The Guildhall was originally built sometime before 1128, possibly on the site of an even older building, where the Saxons held their “Husting”, or indoor assembly. It was subsequently substantially rebuilt between 1298-1356, and rebuilt again, by the Master Mason John Croxton, between 1411-30.


It was then damaged in the Great Fire of London in 1666, and repaired in the aftermath, only to be badly damaged in the so-called Second Great Fire of 29th December, 1940, during the Blitz of the Second World War, and repaired again after that.
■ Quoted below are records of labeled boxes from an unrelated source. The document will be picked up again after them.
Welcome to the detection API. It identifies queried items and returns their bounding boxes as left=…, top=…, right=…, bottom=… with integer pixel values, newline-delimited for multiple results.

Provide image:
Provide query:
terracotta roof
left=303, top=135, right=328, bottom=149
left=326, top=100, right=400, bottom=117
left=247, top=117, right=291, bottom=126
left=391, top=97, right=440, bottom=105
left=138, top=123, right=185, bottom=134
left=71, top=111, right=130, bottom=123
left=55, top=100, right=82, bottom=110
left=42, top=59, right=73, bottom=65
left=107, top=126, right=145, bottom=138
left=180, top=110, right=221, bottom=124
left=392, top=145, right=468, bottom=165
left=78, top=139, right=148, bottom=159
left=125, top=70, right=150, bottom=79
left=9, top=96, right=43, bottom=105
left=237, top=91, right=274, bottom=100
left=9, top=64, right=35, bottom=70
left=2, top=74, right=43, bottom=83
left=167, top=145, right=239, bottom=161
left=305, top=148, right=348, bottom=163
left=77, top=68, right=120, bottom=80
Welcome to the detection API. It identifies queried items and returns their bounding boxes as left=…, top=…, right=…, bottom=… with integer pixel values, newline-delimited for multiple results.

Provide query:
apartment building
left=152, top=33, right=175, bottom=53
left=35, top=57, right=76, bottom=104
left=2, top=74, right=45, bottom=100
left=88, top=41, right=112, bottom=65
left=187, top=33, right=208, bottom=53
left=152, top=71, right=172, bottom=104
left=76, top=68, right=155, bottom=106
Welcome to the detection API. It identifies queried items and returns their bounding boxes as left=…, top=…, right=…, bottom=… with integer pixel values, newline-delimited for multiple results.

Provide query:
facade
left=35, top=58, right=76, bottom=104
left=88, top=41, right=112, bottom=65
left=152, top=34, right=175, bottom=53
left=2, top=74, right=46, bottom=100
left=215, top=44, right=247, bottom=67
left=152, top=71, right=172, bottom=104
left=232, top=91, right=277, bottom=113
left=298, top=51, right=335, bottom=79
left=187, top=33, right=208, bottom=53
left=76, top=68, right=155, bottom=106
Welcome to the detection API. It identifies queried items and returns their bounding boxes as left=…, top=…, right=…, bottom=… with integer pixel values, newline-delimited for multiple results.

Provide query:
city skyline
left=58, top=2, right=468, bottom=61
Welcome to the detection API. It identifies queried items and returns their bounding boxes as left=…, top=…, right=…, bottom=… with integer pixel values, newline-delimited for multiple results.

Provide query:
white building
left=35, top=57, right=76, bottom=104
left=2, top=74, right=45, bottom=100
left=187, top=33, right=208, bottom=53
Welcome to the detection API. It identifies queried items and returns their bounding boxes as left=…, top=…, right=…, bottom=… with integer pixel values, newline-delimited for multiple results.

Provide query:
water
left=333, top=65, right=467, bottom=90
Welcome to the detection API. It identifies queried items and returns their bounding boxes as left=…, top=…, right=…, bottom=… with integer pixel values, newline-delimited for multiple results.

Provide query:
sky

The lower levels of the walls (up to the level of the clerestorey) still survive from the Medieval period, as do some of the original windows, made from slivers of horn-glass, and the crypts.
The porch, though, is a later, eighteenth-century addition, by Dance, in a bizarre style described as Hindoo Gothic. Inside, the famous statues of the mythical giants Gog and Magog replace two sets of earlier ones, the first destroyed in the Great Fire, and the second in the Blitz.

The remains of the Roman Amphitheatre were discovered some 20′ below modern ground level during renovation work on the Medieval Guildhall in 1987.

The remains of the Amphitheatre may be viewed in the basement of the Guildhall Art Gallery.